Das Geheimnis des Zoos aus Glas

Qualle aus Glas
Im 19. Jahrhundert fertigten böhmische Glasbläser fragile Glas-Meerestiere, die jetzt ins Museum kommen.

1890 war die Kunde von der Kunstfertigkeit der beiden Herrn Blaschka bis über den großen Teich gedrungen. Die Harvard University bot Vater Leopold und Sohn Rudolf gar einen Exklusiv-Vertrag an. Inhalt: Die böhmischen Glasbläser sollte ab sofort nur noch für die US-Uni arbeiten. Sie nahmen an. Und so kommt es, dass heute fast 200.000 Besucher pro Jahr ins dortige Naturkundemuseum pilgern, um die einzigartigen Kunstwerken zu bewundern, die unfassbar naturgetreu sind. Etwa 4400 Modelle aus Glas von 800 verschiedenen Pflanzenarten umfasst die dortige Sammlung, zwei Drittel davon werden in der ständigen Ausstellung gezeigt.

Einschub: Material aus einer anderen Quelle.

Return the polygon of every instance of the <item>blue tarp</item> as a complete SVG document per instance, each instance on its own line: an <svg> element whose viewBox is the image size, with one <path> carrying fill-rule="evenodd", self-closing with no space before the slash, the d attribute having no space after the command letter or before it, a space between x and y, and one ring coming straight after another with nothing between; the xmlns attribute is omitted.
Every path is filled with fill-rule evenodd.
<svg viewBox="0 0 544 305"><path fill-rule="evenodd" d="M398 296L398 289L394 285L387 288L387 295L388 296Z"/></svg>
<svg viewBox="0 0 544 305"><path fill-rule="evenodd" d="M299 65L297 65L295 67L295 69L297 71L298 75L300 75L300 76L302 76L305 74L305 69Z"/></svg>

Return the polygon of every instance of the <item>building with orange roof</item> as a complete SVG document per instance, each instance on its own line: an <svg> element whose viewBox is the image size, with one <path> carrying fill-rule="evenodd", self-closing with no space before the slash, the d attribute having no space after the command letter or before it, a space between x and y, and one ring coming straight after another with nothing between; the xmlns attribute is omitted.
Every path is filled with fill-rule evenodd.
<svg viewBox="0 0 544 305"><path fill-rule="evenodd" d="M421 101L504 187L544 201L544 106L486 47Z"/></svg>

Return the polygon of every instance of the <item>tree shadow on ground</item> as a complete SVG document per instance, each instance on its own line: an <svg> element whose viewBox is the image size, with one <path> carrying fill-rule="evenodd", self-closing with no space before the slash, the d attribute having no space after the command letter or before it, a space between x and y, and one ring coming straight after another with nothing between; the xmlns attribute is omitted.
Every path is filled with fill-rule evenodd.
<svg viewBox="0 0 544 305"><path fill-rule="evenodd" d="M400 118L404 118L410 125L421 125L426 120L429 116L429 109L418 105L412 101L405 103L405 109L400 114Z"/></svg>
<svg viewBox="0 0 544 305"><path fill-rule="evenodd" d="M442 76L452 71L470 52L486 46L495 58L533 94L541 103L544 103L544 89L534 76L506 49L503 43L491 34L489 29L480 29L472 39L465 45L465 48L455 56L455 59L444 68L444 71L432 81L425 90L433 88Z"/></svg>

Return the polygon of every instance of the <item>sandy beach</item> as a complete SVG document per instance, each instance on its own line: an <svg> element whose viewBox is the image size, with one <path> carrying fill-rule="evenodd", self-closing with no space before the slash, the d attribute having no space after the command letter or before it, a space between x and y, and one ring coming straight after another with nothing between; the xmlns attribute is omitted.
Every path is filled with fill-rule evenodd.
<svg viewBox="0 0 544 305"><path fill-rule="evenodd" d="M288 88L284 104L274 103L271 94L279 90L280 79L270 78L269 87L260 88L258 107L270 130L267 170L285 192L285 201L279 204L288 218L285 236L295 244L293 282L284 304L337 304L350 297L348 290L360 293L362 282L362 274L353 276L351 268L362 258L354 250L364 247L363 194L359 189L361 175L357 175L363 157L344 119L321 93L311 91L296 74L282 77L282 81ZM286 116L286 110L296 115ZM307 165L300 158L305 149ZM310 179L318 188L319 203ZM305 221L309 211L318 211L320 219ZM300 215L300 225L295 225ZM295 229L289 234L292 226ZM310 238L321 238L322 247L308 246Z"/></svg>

In Europa waren die beiden Blaschka durch ihre Anemonen, Schnecken und Quallen berühmt geworden. Die marinen Tiere sind der weit kleinere Teil ihres Schaffens und über ganz Europa verstreut. Eine der größten Sammlungen gläserner Meerestier-Modelle besitzt die Universität Wien. 45 ihrer 145 Glastiere sind ab heute als Dauerleihgabe im Naturhistorischen Museum Wien (NHM) zu sehen.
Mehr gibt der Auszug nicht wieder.